Israel Post
- Type: Daily
- Format: Tabloid
- Owner(s): Eli Azur David Weisman
- Editor: Golan Bar Yosef
- Founded: 2007
- Language: Hebrew
- Headquarters: Tel Aviv, Israel
- Country: Israel

= Israel Post =

Israeli newspaper

Israel Post (ישראל פוסט), originally Metro Israel, was an Israeli Hebrew-language free daily newspaper that existed between 2007 and 2016. It was based on the concept of the Metro newspapers. Co-owned by Eli Azur (who owns controlling interest in The Jerusalem Post) and David Weisman, it was first published on August 5, 2007. It was Israel's only afternoon newspaper and distributed mainly in establishments owned by Weisman, such as Blue Square supermarkets, the AM-PM convenience stores and Dor-Alon gas stations.
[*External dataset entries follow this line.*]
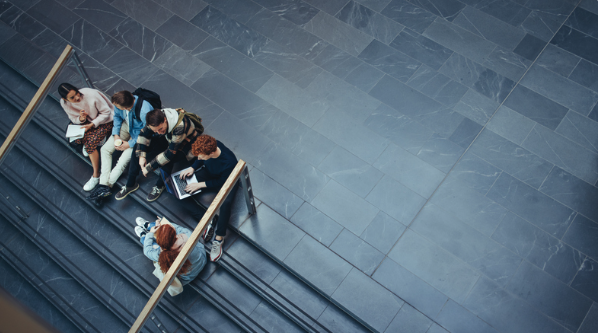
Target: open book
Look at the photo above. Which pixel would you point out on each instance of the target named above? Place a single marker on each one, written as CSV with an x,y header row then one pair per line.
x,y
75,132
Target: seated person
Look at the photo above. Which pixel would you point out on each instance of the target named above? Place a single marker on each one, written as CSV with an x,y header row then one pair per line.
x,y
164,141
214,165
124,134
163,242
92,109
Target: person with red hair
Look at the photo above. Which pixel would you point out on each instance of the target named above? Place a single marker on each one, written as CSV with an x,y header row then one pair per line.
x,y
164,240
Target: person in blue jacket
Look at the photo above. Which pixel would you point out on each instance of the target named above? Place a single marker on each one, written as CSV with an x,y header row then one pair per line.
x,y
124,135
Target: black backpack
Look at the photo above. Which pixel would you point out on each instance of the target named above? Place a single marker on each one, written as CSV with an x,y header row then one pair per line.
x,y
146,95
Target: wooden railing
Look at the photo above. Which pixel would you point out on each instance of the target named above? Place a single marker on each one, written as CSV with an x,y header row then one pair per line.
x,y
34,104
240,169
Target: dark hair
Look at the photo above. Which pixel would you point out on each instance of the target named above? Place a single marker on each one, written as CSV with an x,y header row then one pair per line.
x,y
123,98
203,144
166,238
65,88
155,118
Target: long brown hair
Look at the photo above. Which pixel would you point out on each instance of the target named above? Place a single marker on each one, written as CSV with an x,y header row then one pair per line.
x,y
166,238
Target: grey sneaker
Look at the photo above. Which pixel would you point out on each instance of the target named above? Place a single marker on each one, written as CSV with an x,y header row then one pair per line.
x,y
217,250
125,192
155,194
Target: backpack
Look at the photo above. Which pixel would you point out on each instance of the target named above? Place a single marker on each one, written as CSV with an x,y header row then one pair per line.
x,y
195,119
146,95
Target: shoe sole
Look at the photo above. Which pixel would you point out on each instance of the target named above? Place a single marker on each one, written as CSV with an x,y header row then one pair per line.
x,y
124,196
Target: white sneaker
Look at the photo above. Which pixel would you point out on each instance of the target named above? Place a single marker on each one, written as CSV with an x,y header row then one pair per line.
x,y
91,184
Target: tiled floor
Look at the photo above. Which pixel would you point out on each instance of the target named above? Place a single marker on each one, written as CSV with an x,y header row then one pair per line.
x,y
429,164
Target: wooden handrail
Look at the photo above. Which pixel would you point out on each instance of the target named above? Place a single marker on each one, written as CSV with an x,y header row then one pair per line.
x,y
35,102
189,245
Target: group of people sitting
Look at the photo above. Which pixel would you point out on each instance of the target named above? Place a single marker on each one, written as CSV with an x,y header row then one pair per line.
x,y
153,139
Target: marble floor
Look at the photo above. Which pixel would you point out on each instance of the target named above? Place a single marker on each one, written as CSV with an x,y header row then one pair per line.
x,y
435,160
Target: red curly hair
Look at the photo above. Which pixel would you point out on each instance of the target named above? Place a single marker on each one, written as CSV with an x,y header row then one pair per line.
x,y
203,145
166,238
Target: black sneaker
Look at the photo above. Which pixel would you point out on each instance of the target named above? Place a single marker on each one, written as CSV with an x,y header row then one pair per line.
x,y
155,194
125,192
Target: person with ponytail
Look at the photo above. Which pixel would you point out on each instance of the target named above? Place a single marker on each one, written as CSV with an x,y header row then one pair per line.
x,y
92,109
163,240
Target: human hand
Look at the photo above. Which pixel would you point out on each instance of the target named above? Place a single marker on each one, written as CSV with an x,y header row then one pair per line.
x,y
186,173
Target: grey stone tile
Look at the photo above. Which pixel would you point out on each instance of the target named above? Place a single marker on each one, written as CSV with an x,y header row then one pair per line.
x,y
229,31
440,153
383,232
396,200
334,318
351,135
293,100
538,247
146,12
489,27
409,170
350,171
581,236
483,80
457,319
461,240
100,14
408,14
274,195
412,250
409,319
346,208
532,205
507,63
296,175
459,40
246,142
181,33
317,265
272,232
238,10
182,65
421,48
585,281
506,312
389,60
357,252
557,60
477,107
337,33
130,66
518,162
563,152
300,294
585,74
375,305
53,15
576,42
399,128
187,9
563,304
469,206
475,173
572,192
536,107
21,22
316,224
140,39
590,322
369,21
510,125
232,63
437,86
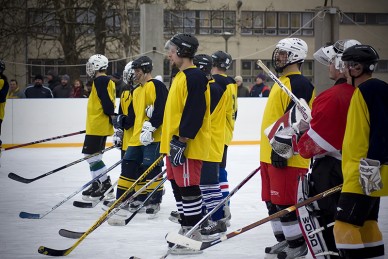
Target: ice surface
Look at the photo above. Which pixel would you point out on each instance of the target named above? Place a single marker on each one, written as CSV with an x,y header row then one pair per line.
x,y
142,237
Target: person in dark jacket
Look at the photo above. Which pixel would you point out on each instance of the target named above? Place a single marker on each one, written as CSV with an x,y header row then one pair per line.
x,y
53,79
260,89
38,90
64,89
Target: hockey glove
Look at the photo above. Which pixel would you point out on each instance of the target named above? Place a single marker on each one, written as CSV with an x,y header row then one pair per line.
x,y
146,133
370,177
118,121
297,120
285,142
278,161
118,138
177,148
149,111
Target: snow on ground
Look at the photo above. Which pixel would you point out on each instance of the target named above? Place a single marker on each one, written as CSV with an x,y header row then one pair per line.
x,y
142,237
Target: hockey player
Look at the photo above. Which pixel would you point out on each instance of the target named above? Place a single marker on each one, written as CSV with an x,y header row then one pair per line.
x,y
101,105
209,184
122,135
323,141
364,159
221,63
4,87
280,175
186,132
145,115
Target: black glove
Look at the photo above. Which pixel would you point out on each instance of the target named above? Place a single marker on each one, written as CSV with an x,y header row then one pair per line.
x,y
118,138
278,161
177,148
118,121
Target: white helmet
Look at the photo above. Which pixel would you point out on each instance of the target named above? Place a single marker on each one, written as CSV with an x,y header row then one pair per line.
x,y
95,63
339,64
296,52
128,73
333,53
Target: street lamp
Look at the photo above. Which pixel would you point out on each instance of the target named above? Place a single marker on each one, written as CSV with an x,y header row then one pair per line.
x,y
226,35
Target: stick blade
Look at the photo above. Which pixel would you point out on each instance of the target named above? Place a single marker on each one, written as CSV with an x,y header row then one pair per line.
x,y
81,204
183,241
52,252
116,222
70,234
18,178
27,215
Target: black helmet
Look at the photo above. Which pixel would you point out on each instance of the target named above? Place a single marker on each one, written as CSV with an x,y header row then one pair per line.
x,y
203,62
2,66
144,63
186,44
221,59
361,54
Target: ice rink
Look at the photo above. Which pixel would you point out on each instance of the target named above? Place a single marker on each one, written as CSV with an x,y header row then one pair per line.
x,y
142,237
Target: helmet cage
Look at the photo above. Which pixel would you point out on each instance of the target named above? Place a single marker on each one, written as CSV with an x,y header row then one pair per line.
x,y
128,73
186,45
95,63
221,59
2,66
203,62
144,63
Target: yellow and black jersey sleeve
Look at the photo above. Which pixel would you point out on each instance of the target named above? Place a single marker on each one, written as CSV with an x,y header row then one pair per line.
x,y
366,134
101,104
125,101
231,104
218,121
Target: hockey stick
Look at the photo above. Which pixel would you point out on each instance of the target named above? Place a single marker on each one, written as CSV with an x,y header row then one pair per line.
x,y
27,180
198,245
27,215
75,235
242,183
124,222
45,140
92,204
304,110
63,252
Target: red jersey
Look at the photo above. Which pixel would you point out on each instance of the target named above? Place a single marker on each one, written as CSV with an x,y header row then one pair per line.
x,y
328,123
Part of the material is translated from the English-language Jerusalem Post and The Business Post newspapers. Most of the advertisements during the preliminary period were of Weisman's businesses.

In July 2010, a TGI survey of the media reported that Israel Post had overtaken Haaretz as the fourth largest newspaper in terms of exposure with a rate of 7.6% versus Haaretz's rate of only 6.5%. Israel Post was distributed for free around Israel.

The publishing company was Metro Israel Ltd., located in Tel Aviv. The chief editor was Golan Bar Yosef.